Source: Healthgrades.

Some states abound in Clinical Excellence hospitals. California has 44, roughly 32% of its eligible hospitals. Eight other states — Colorado, Delaware, Iowa, Michigan, Minnesota, Montana, New Hampshire, and South Dakota — meet or surpass the 30% threshold.

Table 2. States with High Rates of Clinical Excellence Hospitals

State Number of Eligible Hospitals Number of Clinical Excellence Hospitals % of Eligible Hospitals
California 137 44 32.1%
Colorado 25 9 36%
Delaware 4 2 50%
Iowa 19 6 31.6%
Michigan 51 16 31.4%
Minnesota 19 6 31.6%
Montana 6 3 50%
New Hampshire 10 3 30%
South Dakota 3 1 33.3%

Source: Healthgrades.

Different Methodologies Yield Different Rankings

The Healthgrades list of 262 Clinical Excellence hospitals omits some well-known institutions that dominate other ratings. Massachusetts General Hospital in Boston and John Hopkins Hospital in Baltimore, Maryland, were first and second in the top 17 hospitals, as judged by US News & World Report last year. However, these 2 big names and 11 others on the magazine's list do not appear in the Healthgrades roll call.

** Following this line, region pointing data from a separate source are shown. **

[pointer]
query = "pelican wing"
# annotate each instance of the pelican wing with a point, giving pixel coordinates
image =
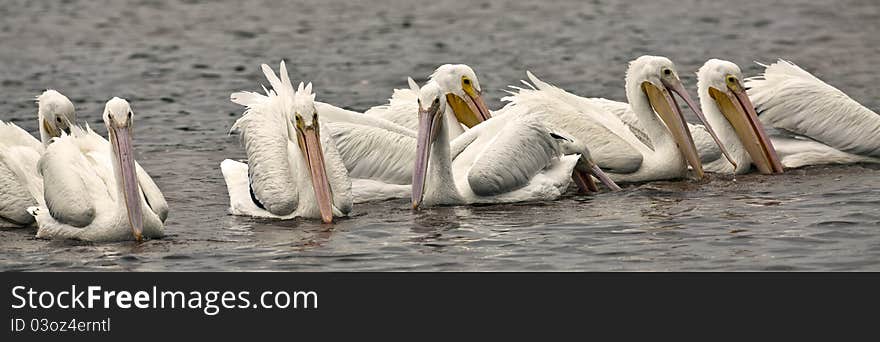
(20, 186)
(789, 98)
(14, 197)
(266, 141)
(612, 143)
(374, 153)
(510, 160)
(330, 113)
(401, 109)
(69, 179)
(624, 111)
(155, 199)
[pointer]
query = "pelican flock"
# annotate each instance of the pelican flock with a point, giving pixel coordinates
(292, 169)
(437, 144)
(817, 123)
(93, 188)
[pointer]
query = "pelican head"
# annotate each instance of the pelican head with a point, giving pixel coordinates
(463, 93)
(308, 138)
(722, 82)
(56, 114)
(656, 78)
(118, 118)
(432, 104)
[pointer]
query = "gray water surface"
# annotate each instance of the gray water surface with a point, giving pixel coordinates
(178, 61)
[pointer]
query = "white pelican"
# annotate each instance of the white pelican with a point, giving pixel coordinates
(819, 123)
(93, 188)
(629, 141)
(21, 185)
(293, 169)
(463, 93)
(379, 146)
(727, 107)
(500, 160)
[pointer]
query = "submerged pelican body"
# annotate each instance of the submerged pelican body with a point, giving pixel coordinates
(293, 168)
(727, 107)
(644, 140)
(499, 160)
(816, 122)
(93, 188)
(21, 185)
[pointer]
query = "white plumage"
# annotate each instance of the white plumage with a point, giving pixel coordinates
(278, 180)
(731, 113)
(85, 186)
(503, 159)
(826, 125)
(629, 141)
(21, 185)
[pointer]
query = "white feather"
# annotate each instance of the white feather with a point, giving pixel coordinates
(791, 99)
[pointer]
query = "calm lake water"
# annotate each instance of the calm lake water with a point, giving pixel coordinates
(178, 61)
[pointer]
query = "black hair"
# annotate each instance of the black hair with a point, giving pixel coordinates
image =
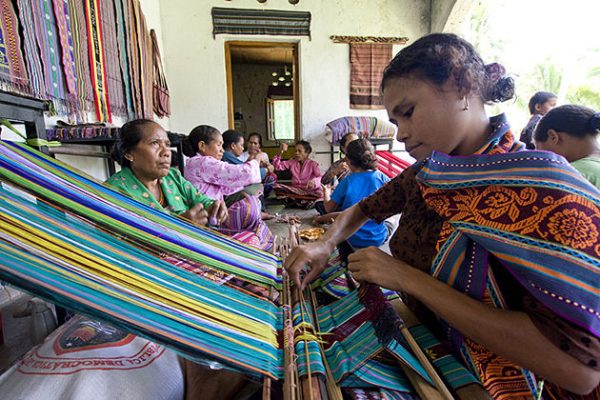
(201, 133)
(307, 147)
(258, 135)
(230, 137)
(130, 134)
(345, 138)
(578, 121)
(361, 154)
(539, 98)
(441, 56)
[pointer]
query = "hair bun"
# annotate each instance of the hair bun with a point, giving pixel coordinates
(495, 71)
(594, 122)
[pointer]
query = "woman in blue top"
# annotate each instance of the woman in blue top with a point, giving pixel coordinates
(364, 180)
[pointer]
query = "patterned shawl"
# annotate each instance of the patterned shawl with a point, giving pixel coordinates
(12, 66)
(529, 212)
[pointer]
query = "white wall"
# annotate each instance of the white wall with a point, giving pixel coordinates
(195, 62)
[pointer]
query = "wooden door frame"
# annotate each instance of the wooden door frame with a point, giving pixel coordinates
(296, 73)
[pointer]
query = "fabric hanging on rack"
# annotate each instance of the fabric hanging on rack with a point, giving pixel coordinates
(85, 93)
(97, 60)
(121, 14)
(367, 61)
(82, 133)
(30, 48)
(13, 72)
(133, 51)
(72, 240)
(160, 90)
(145, 44)
(46, 35)
(61, 12)
(111, 53)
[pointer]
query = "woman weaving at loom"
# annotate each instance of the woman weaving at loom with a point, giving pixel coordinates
(144, 152)
(507, 240)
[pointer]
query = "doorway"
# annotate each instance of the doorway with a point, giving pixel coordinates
(262, 90)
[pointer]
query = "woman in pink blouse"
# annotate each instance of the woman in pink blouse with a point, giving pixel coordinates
(306, 176)
(238, 185)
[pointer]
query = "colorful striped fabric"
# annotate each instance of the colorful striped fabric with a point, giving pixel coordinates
(34, 62)
(111, 52)
(121, 11)
(70, 239)
(47, 178)
(367, 62)
(85, 93)
(528, 212)
(366, 127)
(63, 24)
(83, 268)
(451, 370)
(93, 18)
(47, 40)
(260, 22)
(12, 65)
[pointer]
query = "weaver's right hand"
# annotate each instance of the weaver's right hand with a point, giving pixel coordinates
(197, 214)
(314, 255)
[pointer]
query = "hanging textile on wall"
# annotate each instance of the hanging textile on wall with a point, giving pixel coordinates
(162, 106)
(97, 60)
(61, 12)
(260, 22)
(30, 48)
(46, 34)
(66, 51)
(12, 66)
(121, 15)
(367, 61)
(85, 92)
(131, 33)
(111, 54)
(145, 46)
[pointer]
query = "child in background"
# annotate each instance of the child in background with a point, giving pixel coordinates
(230, 183)
(572, 132)
(306, 176)
(364, 179)
(539, 104)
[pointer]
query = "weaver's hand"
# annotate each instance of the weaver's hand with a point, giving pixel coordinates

In another example of contrary rankings, the University of California Ronald Reagan UCLA Medical Center in Los Angeles received a failing grade on patient safety last year from the Leapfrog Group, a quality-improvement organization, only to earn a Clinical Excellence award from Healthgrades this year.

Evan Marks, executive vice president for informatics and strategy at Healthgrades, chalks up these incongruities to differing methodologies for measuring quality.

"If you were to rate cars, some people might say, 'I like these cars better because they have more passenger room,' " Marks told Medscape Medical News. "Others might say, 'I like speed and acceleration.' "

Marks stressed that Healthgrades relies solely on objective clinical outcomes data, in contrast to the US News & World Report ranking, which factors in a hospital's reputation. Furthermore, Healthgrades confines itself to mortality and complication rates, whereas Leapfrog looks at a far broader array of safety measures. That difference would explain why the University of California Ronald Reagan UCLA Medical Center in Los Angeles received a Clinical Excellence award from Healthgrades even though Leapfrog flunked it, said Marks.

The list of the Clinical Excellence hospitals is available at the Healthgrades Web site.